Baca berita tanpa iklan. Gabung Kompas.com+
Salin Artikel

Melihat Kebebasan Berekspresi dari Kasus Pengunggah Guyonan Gus Dur dan Bintang Emon...

Ismail mengunggah guyonan Presiden ke-4 RI Abdurrahman Wahid alias Gus Dur, "Ada tiga polisi jujur di Indonesia, yaitu polisi tidur, patung polisi, dan Jenderal Hoegeng".

Ismail tidak menyangka bahwa unggahan itu membuatnya dibawa ke kantor polisi untuk dimintai klarifikasi.

Polisi akhirnya tak melanjutkan penyelidikan unggahan Ismail ini.

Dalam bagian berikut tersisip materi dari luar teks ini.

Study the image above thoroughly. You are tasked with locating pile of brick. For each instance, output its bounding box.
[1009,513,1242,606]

Komisioner Komnas HAM Choirul Anam mengkritisi, apa yang dialami Ismail karena tidak adanya ukuran yang jelas soal kebebasan berekspresi.

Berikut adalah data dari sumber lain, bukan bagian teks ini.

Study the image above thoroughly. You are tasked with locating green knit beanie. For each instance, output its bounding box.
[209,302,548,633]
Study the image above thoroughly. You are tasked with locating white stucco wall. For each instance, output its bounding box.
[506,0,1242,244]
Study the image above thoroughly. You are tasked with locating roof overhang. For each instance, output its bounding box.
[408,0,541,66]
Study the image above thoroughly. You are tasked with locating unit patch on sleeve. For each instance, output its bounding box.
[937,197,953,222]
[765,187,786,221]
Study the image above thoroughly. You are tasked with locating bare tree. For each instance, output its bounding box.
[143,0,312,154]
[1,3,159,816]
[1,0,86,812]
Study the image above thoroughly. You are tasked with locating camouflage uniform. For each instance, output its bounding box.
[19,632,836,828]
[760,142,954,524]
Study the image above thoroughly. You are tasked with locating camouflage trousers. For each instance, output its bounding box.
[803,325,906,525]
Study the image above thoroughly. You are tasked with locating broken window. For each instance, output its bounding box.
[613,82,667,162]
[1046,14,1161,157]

"Apa yang disebut sebagai intensi kejahatan, dan apa yang bukan. Apa yang menyinggung reputasi, apa yang bukan. Kalau dilihat kasusnya, ucapan soal Gus Dur itu tidak ada intensi kejahatannya," kata Anam saat dihubungi Kompas.com, Jumat (19/6/2020).

"Oleh karena itu, menurut kami tindakan polisi yang sempat memintai klarifikasi itu berlebihan dan tidak diperbolehkan," lanjut dia.

Menurut Anam, keliru jika segala permasalahan ditangani secara hukum, apalagi menunjukkan intensi yang jauh dari prinsip-prinsip hak asasi manusia (HAM).

Anam mencontohkan, ada seseorang yang mengunggah di media sosial dan bernada kasar.

Namun, orang tersebut tak memiliki reputasi untuk memengaruhi orang lain, maka dalam mekanisme HAM hal tersebut tidak bisa mendapatkan hukuman.

"Itu yang diatur dalam konteks HAM sebagai rabat plan of action, jadi tindakan orang itu ditentukan oleh reputasi dia," ujar Anam.

Oleh karena itu, menurut dia, sebaiknya kini mulai dipikirkan cara untuk menjaga ruang demokrasi dalam kebebasan berkekspresi.

"Nah kalau sedikit-sedikit ditindak pidana begitu, kepentingan publik akan terganggu dan saya yakin polisi juga akan sangat berat," kata dia.

Sebelumnya, Komika Bintang Emon membuat video pendek berisi sindiran soal tuntutan 1 tahun penjara terhadap terdakwa kasus penyerangan penyidik KPK Novel Baswedan.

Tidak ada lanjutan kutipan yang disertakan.